Every user experience made by the customer and every element of these experiences contribute to the overall customer experience, positive and negative ones in the same way.
An example: You are interacting with a website of a railroad company and want to book a train ride between cities. After your selection is done and you want to book, you might need to log in or change some settings. You return to the selection window of the destinations and find, that your previous selection has vanished. Dear reader, I am sure you will recognize this example.
As a user, you will automatically associate this bad user experience with the company’s name and quality in general, even though the core deliverable may be excellent.
2. Why user experience must be managed on an individual level
In today’s practice, many companies use a customer lifecycle management and user journey approach to optimize the user experiences across their touchpoints. But this approach is misleading.
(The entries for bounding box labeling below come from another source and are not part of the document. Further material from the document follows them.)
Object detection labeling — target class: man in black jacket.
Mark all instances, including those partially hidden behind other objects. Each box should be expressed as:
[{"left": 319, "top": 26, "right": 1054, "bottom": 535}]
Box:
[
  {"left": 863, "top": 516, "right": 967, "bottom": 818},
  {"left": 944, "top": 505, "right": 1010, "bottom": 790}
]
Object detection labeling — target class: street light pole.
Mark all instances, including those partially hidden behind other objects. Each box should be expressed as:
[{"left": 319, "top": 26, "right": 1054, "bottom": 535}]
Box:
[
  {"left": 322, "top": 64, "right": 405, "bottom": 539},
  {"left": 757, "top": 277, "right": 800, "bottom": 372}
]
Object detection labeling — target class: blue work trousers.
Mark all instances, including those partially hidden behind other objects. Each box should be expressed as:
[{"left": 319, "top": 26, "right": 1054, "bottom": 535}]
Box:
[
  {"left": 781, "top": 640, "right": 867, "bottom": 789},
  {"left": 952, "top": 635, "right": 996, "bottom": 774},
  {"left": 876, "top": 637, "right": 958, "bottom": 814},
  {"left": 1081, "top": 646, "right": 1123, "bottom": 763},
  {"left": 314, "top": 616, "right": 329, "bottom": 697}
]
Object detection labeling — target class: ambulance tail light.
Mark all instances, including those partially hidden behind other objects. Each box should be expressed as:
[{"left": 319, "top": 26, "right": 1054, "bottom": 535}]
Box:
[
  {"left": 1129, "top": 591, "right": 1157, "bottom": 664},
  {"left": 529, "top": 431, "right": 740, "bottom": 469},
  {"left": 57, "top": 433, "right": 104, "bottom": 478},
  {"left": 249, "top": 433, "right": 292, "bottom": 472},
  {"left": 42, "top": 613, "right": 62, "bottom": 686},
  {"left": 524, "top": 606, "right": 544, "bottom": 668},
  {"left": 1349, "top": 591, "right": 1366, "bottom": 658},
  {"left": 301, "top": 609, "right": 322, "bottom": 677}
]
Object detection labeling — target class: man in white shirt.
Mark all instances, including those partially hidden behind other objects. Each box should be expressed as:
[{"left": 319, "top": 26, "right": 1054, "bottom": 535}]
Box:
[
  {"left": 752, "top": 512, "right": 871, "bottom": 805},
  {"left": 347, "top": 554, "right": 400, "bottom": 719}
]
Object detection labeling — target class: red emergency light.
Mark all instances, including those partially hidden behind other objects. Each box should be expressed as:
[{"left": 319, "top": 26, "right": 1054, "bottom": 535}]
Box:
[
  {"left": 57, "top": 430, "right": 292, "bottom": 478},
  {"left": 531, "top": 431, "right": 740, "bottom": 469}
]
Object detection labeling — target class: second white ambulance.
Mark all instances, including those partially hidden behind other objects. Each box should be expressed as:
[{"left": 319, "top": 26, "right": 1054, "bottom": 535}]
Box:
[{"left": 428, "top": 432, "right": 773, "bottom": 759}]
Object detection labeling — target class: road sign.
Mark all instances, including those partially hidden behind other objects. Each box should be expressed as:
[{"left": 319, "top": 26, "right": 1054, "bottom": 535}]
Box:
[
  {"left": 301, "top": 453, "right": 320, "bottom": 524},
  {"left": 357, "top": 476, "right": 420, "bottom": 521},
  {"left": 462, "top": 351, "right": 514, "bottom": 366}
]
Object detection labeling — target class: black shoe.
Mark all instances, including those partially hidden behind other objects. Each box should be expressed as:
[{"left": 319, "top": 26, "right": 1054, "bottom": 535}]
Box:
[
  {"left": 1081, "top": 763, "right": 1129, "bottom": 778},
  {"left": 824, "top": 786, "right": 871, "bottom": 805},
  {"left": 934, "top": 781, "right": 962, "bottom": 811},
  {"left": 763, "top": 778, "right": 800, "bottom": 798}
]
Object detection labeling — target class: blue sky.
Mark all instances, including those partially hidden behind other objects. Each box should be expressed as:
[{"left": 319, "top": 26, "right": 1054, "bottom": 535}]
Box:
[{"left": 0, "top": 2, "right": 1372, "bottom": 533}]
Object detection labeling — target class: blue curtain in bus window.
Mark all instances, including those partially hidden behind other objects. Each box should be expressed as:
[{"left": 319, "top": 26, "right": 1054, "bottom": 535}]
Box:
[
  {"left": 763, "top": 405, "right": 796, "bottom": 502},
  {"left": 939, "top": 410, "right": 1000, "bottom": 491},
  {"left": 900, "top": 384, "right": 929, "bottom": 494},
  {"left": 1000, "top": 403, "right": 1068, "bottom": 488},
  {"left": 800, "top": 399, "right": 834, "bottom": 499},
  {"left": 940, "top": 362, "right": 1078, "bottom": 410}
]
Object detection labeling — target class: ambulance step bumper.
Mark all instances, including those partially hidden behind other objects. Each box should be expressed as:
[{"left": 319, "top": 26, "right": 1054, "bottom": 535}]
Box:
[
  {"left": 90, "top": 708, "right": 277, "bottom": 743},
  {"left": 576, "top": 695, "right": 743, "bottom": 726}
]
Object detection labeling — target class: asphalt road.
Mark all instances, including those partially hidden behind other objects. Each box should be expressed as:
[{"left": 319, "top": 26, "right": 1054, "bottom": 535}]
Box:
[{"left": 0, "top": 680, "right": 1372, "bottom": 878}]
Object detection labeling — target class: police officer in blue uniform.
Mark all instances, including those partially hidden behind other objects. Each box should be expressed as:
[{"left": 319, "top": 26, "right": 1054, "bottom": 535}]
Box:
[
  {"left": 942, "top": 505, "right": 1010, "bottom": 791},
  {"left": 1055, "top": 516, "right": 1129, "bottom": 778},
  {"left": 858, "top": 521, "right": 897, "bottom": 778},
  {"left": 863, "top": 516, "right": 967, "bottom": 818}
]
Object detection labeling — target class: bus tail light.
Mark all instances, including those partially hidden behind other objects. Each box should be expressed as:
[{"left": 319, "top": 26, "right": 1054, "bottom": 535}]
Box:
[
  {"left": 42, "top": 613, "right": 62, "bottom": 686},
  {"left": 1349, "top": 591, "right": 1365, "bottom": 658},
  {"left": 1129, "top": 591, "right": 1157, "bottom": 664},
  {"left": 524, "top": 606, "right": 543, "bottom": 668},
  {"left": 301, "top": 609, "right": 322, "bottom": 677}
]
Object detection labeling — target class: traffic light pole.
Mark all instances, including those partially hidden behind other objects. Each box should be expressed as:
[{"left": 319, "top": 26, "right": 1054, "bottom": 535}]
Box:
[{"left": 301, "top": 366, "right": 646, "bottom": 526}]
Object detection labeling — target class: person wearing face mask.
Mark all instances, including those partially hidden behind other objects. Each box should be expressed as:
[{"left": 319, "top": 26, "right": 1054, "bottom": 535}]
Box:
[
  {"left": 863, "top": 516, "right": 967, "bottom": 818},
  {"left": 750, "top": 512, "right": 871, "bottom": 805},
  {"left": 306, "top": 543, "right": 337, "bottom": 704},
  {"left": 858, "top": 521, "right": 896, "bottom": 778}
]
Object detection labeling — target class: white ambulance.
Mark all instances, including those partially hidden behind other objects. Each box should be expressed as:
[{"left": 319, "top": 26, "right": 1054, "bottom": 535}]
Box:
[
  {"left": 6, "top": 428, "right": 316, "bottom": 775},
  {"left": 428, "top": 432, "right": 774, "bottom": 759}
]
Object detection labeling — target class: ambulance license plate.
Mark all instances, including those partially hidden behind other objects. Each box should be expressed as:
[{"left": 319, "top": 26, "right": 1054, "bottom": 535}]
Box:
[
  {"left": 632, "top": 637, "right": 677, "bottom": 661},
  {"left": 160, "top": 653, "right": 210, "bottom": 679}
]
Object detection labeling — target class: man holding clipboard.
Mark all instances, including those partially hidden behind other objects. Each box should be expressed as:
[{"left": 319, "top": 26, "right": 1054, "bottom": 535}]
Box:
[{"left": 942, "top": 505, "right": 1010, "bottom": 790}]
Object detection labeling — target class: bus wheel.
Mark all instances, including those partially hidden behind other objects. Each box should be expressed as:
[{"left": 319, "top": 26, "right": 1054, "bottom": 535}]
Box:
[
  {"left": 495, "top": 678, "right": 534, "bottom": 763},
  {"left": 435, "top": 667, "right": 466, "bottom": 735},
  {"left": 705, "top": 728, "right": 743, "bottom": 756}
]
A customer lifecycle management approach splits the behavior of customers into distinct phases of a sales funnel, from awareness via purchasing to loyalty and advocacy. The user experience is then linked to each phase, trying to design an optimized experience per phase and leading the customer along the “ideal” journey.
“Users don’t adhere to theoretical journeys. They create their own and individual journey.”
However, users normally don’t adhere to theoretical journeys or their customer lifecycle. Users create their own and completely individual journey, jumping back and forth between different touchpoints and topics, with very own and individual habits in their behavior.
Therefore, only a fully individualized user experience can help to exploit the potential of your customers. Putting the user in the center of your UX design will help create the best user experience. In other words: Personalization is needed, and it has a tremendous and positive influence on UX and therefore CX.
3. The role of real-time personalization for an exceptional user experience
Now, what makes a good user experience for the individual user? Simply put, to deliver a good user experience you need to anticipate or predict the user’s wants while he is connecting with your touchpoints. Which brings us to the fun part of this article:
Let’s assume, a company knows for each user at any given moment what he really wants. This is challenging, but it is a prerequisite to change marketing from being just descriptive to being predictive.
With the complete user information available in real-time, the next step is to deliver the individualized and optimized experiences. Delivering this with static websites or applications is no longer an option. The user will have bad experiences as he is not presented the right content or product at the right time.
Companies must engage the user with the information he needs, and this can only be achieved with personalization in real-time. It makes digital touchpoints relevant, easy to use and time saving for the user.
To demonstrate the potential of real-time personalization, look at the below example:
Through coordinating tracking, tag management and predictive algorithms with front-end architecture and existing content, we can provide each user with a specific presentation of the right content, in real-time. Using this schema improves engagement rates by up to 300% and click through rates by more than 30%.
Optimized and individualized user experiences in real-time improve engagement rates by 300%
But personalization is more than technology, data science and processes, personalization needs to be integrated as a strategic pillar in the organization, spanning across all relevant departments. This new mindset combined with state-of-the-art concepts and technologies – from tracking, through artificial intelligence to true real-time capable decision engines – enables companies to personalize the user experience in real-time.
Your Key Takeaway
When we talk about optimized UX and CX, we need to consider real-time personalization as a core backbone of it. Only if we treat each user as an individual and are heads up with his needs in every moment, then he will interact with us, enabling us to deliver a relevant and successful UX.
The concept of user journey or customer lifecycle approaches does not reflect the reality. It is a relic from the earlier area of marketing automation and good for visualization idealized user journeys. However, it is not reflecting real user behavior.